Ever since their first party on the rooftop of the Silken Diagonal Hotel, back during Sónar week of 2011, Barcelona has been a second home to the Berlin-based Anja and her label Mobilee. But this is perhaps their most ambitious homage to Catalonia yet.

It starts with a Saturday show at El Monasterio, the old monastery in the manicured grounds of the El Poble Espanyol complex, with the label hosting the fourth in the summer series of gigs that's already seen sell-outs from Flying Circus, David Squillace's This And That and Pampa Records. And unfortunately, we're running a bit late.

But Anja needn't have worried. Her partner in Mobilee Records, the charming, frequently barefoot Ralf Kollman, is setting the scene with a late afternoon set, and we enter the grounds to the strains of a cheeky Mobilee bootleg of Fleetwood Mac's 'Everywhere'. The crowd, laid back yet anticipatory in the still-bright early evening sunshine, lounges about on the manicured grass of the gentle hill that overlooks the dancefloor and DJ.

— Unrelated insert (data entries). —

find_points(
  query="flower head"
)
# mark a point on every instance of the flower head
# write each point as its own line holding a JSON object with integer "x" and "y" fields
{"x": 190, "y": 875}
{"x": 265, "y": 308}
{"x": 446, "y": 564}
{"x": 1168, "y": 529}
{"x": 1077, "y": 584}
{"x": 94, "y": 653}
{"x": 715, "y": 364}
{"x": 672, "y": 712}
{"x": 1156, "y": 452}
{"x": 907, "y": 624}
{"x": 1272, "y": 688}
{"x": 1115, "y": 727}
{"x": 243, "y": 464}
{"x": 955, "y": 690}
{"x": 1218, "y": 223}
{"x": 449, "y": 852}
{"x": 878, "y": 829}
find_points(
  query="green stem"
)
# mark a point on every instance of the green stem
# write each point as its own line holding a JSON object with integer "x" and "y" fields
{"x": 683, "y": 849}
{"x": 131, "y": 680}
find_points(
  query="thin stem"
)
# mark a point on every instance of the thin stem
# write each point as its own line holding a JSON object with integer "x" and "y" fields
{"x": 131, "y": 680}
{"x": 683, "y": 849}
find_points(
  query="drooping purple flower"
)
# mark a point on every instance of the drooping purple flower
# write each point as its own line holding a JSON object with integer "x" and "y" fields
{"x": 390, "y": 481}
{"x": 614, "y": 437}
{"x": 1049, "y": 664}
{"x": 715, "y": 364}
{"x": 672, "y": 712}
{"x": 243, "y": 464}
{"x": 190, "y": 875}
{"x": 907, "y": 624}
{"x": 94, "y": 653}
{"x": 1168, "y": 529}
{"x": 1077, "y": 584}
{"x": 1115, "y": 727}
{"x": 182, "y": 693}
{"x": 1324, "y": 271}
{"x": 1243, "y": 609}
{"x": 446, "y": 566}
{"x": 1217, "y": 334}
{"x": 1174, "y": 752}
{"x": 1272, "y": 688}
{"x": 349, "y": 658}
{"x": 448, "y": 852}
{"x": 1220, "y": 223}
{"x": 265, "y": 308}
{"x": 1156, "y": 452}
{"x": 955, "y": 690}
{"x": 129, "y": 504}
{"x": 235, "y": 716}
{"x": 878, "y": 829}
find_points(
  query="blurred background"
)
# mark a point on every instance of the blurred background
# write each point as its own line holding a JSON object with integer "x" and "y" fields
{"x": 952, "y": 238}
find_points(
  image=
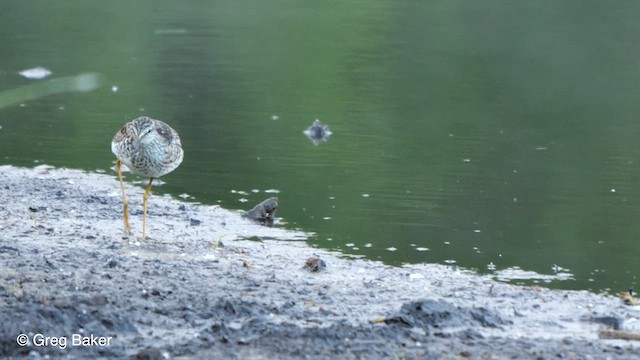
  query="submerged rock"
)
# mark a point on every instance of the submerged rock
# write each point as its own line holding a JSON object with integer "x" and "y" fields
{"x": 264, "y": 212}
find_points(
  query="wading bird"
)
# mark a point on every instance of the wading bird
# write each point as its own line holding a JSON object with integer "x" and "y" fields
{"x": 149, "y": 148}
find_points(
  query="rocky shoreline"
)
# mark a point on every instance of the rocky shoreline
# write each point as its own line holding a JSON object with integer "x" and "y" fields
{"x": 68, "y": 274}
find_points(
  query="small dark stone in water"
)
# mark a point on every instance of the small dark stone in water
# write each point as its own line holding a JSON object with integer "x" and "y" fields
{"x": 610, "y": 321}
{"x": 318, "y": 132}
{"x": 315, "y": 264}
{"x": 264, "y": 212}
{"x": 112, "y": 263}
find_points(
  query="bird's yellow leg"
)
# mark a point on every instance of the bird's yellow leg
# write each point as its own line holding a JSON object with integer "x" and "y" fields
{"x": 147, "y": 192}
{"x": 127, "y": 227}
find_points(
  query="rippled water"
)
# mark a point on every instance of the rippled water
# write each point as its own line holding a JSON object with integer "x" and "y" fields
{"x": 497, "y": 136}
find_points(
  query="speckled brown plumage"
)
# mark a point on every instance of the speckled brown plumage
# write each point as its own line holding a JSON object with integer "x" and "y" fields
{"x": 149, "y": 148}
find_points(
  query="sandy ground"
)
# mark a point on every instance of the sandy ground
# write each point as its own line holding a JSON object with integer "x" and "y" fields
{"x": 76, "y": 287}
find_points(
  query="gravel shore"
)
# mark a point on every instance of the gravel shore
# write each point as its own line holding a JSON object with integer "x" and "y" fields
{"x": 69, "y": 275}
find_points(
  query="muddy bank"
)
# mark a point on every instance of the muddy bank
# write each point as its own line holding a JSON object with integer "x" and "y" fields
{"x": 68, "y": 274}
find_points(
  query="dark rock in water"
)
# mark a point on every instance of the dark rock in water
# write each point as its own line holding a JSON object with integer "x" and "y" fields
{"x": 318, "y": 132}
{"x": 264, "y": 212}
{"x": 315, "y": 264}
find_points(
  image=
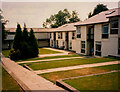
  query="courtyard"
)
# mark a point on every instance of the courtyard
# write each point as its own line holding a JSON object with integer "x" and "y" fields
{"x": 69, "y": 68}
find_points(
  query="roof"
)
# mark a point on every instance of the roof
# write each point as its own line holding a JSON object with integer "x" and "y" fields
{"x": 66, "y": 27}
{"x": 34, "y": 29}
{"x": 101, "y": 17}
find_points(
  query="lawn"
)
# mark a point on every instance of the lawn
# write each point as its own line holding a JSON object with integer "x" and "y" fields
{"x": 6, "y": 53}
{"x": 47, "y": 51}
{"x": 8, "y": 83}
{"x": 97, "y": 82}
{"x": 65, "y": 63}
{"x": 52, "y": 57}
{"x": 41, "y": 51}
{"x": 78, "y": 72}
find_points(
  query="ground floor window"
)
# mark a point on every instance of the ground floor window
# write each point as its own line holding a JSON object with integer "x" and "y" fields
{"x": 114, "y": 27}
{"x": 82, "y": 46}
{"x": 57, "y": 44}
{"x": 98, "y": 48}
{"x": 70, "y": 45}
{"x": 119, "y": 46}
{"x": 51, "y": 42}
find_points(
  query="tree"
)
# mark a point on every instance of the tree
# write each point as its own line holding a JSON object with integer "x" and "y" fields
{"x": 99, "y": 8}
{"x": 2, "y": 27}
{"x": 61, "y": 18}
{"x": 18, "y": 38}
{"x": 25, "y": 33}
{"x": 74, "y": 17}
{"x": 33, "y": 44}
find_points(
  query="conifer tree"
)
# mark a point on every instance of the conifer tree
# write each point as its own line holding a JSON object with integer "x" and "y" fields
{"x": 18, "y": 38}
{"x": 25, "y": 51}
{"x": 33, "y": 44}
{"x": 25, "y": 34}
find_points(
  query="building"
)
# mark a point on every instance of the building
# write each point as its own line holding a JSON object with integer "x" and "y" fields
{"x": 99, "y": 34}
{"x": 64, "y": 37}
{"x": 42, "y": 35}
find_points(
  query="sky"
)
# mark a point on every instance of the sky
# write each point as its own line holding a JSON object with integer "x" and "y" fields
{"x": 35, "y": 13}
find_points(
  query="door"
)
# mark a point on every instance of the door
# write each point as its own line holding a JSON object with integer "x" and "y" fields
{"x": 67, "y": 40}
{"x": 55, "y": 39}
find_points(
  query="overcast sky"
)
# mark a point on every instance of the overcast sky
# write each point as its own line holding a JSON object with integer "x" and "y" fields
{"x": 35, "y": 13}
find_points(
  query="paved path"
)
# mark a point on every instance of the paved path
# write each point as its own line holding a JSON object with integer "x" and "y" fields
{"x": 57, "y": 54}
{"x": 49, "y": 60}
{"x": 28, "y": 80}
{"x": 75, "y": 67}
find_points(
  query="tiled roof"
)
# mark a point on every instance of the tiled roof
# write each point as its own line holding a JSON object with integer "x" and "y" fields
{"x": 101, "y": 17}
{"x": 66, "y": 27}
{"x": 34, "y": 29}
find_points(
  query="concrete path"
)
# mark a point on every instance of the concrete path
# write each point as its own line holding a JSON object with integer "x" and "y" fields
{"x": 57, "y": 54}
{"x": 75, "y": 67}
{"x": 28, "y": 80}
{"x": 113, "y": 71}
{"x": 48, "y": 60}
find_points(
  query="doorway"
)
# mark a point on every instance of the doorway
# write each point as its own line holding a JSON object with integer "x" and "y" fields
{"x": 67, "y": 40}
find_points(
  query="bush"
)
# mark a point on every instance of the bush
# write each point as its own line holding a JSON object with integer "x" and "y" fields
{"x": 25, "y": 45}
{"x": 15, "y": 55}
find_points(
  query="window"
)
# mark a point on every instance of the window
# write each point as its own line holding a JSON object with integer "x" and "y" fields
{"x": 61, "y": 35}
{"x": 78, "y": 32}
{"x": 119, "y": 46}
{"x": 82, "y": 46}
{"x": 114, "y": 27}
{"x": 58, "y": 35}
{"x": 57, "y": 43}
{"x": 50, "y": 35}
{"x": 63, "y": 44}
{"x": 73, "y": 35}
{"x": 70, "y": 45}
{"x": 98, "y": 48}
{"x": 105, "y": 29}
{"x": 51, "y": 42}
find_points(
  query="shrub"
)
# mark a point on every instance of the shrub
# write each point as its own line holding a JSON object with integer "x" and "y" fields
{"x": 15, "y": 55}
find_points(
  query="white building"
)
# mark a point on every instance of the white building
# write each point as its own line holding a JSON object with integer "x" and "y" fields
{"x": 100, "y": 33}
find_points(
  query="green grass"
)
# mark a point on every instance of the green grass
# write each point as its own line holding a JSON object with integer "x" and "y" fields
{"x": 97, "y": 82}
{"x": 52, "y": 57}
{"x": 65, "y": 63}
{"x": 8, "y": 83}
{"x": 78, "y": 72}
{"x": 6, "y": 53}
{"x": 47, "y": 51}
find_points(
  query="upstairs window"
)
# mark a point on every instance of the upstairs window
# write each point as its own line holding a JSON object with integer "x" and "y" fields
{"x": 105, "y": 29}
{"x": 114, "y": 27}
{"x": 79, "y": 32}
{"x": 73, "y": 35}
{"x": 82, "y": 46}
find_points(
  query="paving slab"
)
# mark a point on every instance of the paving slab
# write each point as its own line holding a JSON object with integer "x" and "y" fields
{"x": 48, "y": 60}
{"x": 76, "y": 67}
{"x": 28, "y": 80}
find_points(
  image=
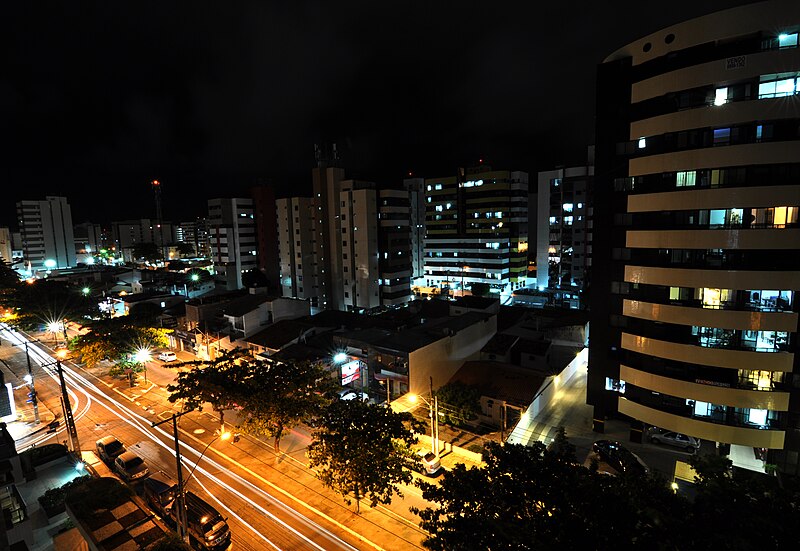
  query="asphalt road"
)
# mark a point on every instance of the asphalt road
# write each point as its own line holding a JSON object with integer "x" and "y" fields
{"x": 272, "y": 501}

As Ralf finishes up and Venezualan duo Fur Coat take over with their brand of hypnotic groove, more of Barcelona's better-looking house and techno lovers start to stream in through the huge gates. The golden twilight is lending the Monastery, which resembles the kind of Mexican chapel that used to serve as the scene for the climax of innumerable Westerns, a slightly unreal, film-set feel - perhaps because this building is actually a 1929 reproduction of various medieval buildings from around Catalonia. The canopies of the eucalyptus trees overhead even seem to resemble marijuana buds, but that might be something to do with the smoke that's drifting over the area. As the sun goes down the genial, sturdy figure of Alan Fitzpatrick steps up with an incandescent, relevatory set: every tune a different vibe, but somehow flowing together, transforming a chilled day in the park into a fevered, dry ice filled rave. As he finishes off with a rapturously received Chemical Brothers remix, the chanting begins: An-ja! An-ja! An-ja!